In this study, gait speed was significantly slower in the moderate group compared to the mild group, and in the swing phase, the maximal hip flexion angle was greater in the moderate group. Additionally, distinct characteristics were noted in the moderate group, including increased knee flexion angle at initial contact, the maximal knee flexion angle in swing, decreased ankle dorsiflexion angle at the 98% point of the gait cycle and initial contact, and a reduced peak ankle dorsiflexion moment in stance, all compared to the mild group.
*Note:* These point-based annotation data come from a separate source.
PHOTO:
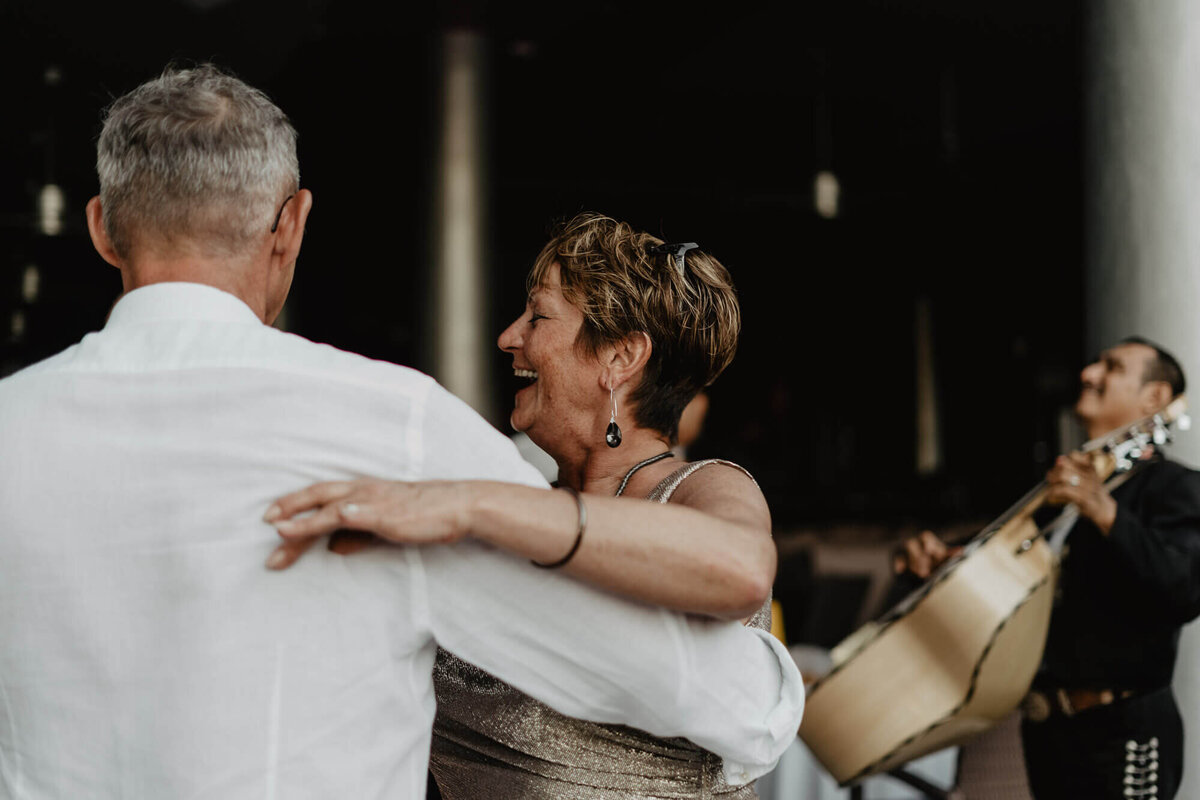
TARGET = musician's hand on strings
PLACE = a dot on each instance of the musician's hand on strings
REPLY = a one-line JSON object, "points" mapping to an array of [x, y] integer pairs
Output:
{"points": [[922, 554], [1073, 479]]}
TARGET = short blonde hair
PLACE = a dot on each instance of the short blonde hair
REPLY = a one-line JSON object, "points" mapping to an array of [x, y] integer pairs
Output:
{"points": [[691, 316]]}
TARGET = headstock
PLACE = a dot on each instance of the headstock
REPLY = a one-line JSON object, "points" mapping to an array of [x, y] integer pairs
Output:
{"points": [[1133, 443]]}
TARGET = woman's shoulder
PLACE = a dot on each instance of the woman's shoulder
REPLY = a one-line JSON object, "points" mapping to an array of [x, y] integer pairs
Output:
{"points": [[706, 475]]}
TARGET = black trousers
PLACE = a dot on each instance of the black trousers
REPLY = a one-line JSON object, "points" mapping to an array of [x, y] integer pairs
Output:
{"points": [[1131, 750]]}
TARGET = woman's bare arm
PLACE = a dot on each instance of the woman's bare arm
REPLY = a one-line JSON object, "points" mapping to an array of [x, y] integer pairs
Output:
{"points": [[708, 551]]}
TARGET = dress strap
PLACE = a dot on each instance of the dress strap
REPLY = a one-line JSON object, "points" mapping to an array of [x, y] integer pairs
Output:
{"points": [[667, 486]]}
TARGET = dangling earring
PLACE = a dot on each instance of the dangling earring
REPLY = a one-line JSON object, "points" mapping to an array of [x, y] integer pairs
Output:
{"points": [[612, 433]]}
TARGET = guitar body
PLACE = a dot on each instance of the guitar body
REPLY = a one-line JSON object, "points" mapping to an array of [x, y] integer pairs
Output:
{"points": [[954, 663], [959, 654]]}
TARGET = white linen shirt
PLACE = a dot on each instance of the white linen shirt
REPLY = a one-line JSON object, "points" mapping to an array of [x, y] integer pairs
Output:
{"points": [[145, 651]]}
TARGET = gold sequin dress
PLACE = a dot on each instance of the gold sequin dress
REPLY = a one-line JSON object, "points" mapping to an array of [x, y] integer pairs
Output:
{"points": [[493, 743]]}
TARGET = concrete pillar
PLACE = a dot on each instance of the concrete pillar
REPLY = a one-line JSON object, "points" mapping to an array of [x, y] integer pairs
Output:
{"points": [[462, 340], [1143, 220]]}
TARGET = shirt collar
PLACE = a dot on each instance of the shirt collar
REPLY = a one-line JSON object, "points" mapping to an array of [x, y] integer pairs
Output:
{"points": [[167, 301]]}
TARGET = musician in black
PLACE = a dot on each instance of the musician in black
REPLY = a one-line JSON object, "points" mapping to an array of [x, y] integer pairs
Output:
{"points": [[1101, 720]]}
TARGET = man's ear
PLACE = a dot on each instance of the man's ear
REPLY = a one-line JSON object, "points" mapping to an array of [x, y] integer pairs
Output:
{"points": [[100, 239], [1156, 396], [627, 358], [289, 233]]}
These gait patterns demonstrate that as the disease progresses, the severity of foot drop becomes more profound [
31,
32]. In cases where there is mild muscle weakening of the ankle dorsiflexors, particularly at initial contact, impaired eccentric contractions of the ankle dorsiflexor muscles can lead to foot slap. Moreover, in instances of more pronounced muscle weakness, gait imbalance with instability manifests at midstance, resulting in increased pronation and supination of the foot, coupled with dragging of the foot in the swing phase. This phenomenon is associated with a severe hip flexion and ankle plantarflexion, called steppage gait, which was also observed in this study and is explained by the progressive nature of the disease condition with the extent of food drop [
17,
30,
33,
34].
This study has several limitations. First, the cross-sectional design nature of this study may pose challenges in accurately assessing the changes in gait patterns over time. While this study investigated gait patterns and variations based on the severity of CMT1A disease in a cohort, it did not involve a prospective, longitudinal approach to track serial progression in gait abnormalities over an extended period individually. Therefore, the ability to precisely infer alteration linked to disease progression might be constrained. Second, the number of patients was relatively small even though we tried to recruit patients through a special clinic with the largest CMT cohort. This could be attributed to the fact that CMT is a rare disease. In forthcoming studies, it is anticipated that these considerations will be addressed, and a large-scale prospective, longitudinal study will be conducted for a more comprehensive analysis of the progressive nature of gait characteristics.